La que nos ocupa y preocupa en la actualidad es la venta informal de combustible que, como nos alerta Aris Arias Batalla, jefe provincial de Operaciones y Seguridad Acuática de la Cruz Roja Cubana, “constituye una bomba de tiempo”. Hay quienes defienden la compra de grandes cantidades de combustible para la logística estatal y la transportación de mercancías, argumentando que es una necesidad operativa, eso es cierto, pero este es el punto donde comienza la distorsión.
La aprobación de esas compras “mayoristas” no es ni será nunca, el salvoconducto para convertir una vivienda en un depósito de combustible. Quien confunde la necesidad logística con el acopio doméstico, está cavando su propia tumba, y peor aún, la de sus vecinos.
La verdad no es subjetiva. El combustible en recipientes plásticos, apiñados en un cuarto sin ventilación, es una espoleta.
¿Cuál es la realidad? la gasolina y el diésel no queman, quema el vapor que emana de sus gases explosivos, los que en espacios cerrados o semicerrados, se van acumulando y al manipular un interruptor, o encender un celular, pueden encontrar la chispa que detone el “infierno”.
El acaparamiento de esos combustibles en recipientes inadecuados, que de sufrir una pequeña fisura pueden derramar el líquido e incluso la molestia del fuerte olor, es el anuncio de una catástrofe.
Esa venta de gasolina en balitas, en los “servicentros” clandestinos, con los que uno tropieza en cualquier arteria o esquina, además de no estar autorizada, es una violación a las normas de seguridad social.

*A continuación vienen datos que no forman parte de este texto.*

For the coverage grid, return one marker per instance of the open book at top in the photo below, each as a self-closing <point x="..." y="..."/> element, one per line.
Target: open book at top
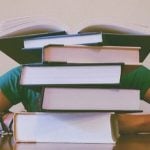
<point x="27" y="25"/>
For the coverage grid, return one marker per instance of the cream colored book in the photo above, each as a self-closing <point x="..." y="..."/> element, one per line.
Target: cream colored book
<point x="91" y="54"/>
<point x="91" y="99"/>
<point x="66" y="127"/>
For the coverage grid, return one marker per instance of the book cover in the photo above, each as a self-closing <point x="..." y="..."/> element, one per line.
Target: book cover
<point x="90" y="99"/>
<point x="71" y="74"/>
<point x="90" y="54"/>
<point x="67" y="127"/>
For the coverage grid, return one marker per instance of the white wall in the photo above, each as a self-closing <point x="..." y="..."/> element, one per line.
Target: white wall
<point x="75" y="13"/>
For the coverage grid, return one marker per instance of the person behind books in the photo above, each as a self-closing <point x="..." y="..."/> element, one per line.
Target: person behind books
<point x="12" y="93"/>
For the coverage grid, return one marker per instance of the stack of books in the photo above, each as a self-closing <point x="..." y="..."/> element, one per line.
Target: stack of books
<point x="80" y="75"/>
<point x="81" y="94"/>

En esta urbe, es común ver a los vendedores proponiendo el añorado combustible sin que les preocupe el peligro que corren y al que someten a la vecindad; en ocasiones si el receptador quiere más cantidad de la que exhiben, entran tranquilamente a la vivienda y la buscan.
Si no se le pone freno a esa actividad, y la extirpamos de raíz, puede que con la ocurrencia de un incendio de grandes proporciones, familias enteras queden bajo los escombros o sufran quemaduras que los marquen para siempre, y será un barrio que pagará las consecuencias de la irresponsabilidad de unos pocos.
No permitamos que el afán económico nuble el juicio; no hay negocio que valga una vida. La verdad es que el peligro acecha, y solo la acción preventiva y la denuncia oportuna pueden desactivarlo.
Las transformaciones, si bien liberan las fuerzas productivas, también deben estar sujetas a la legalidad socialista.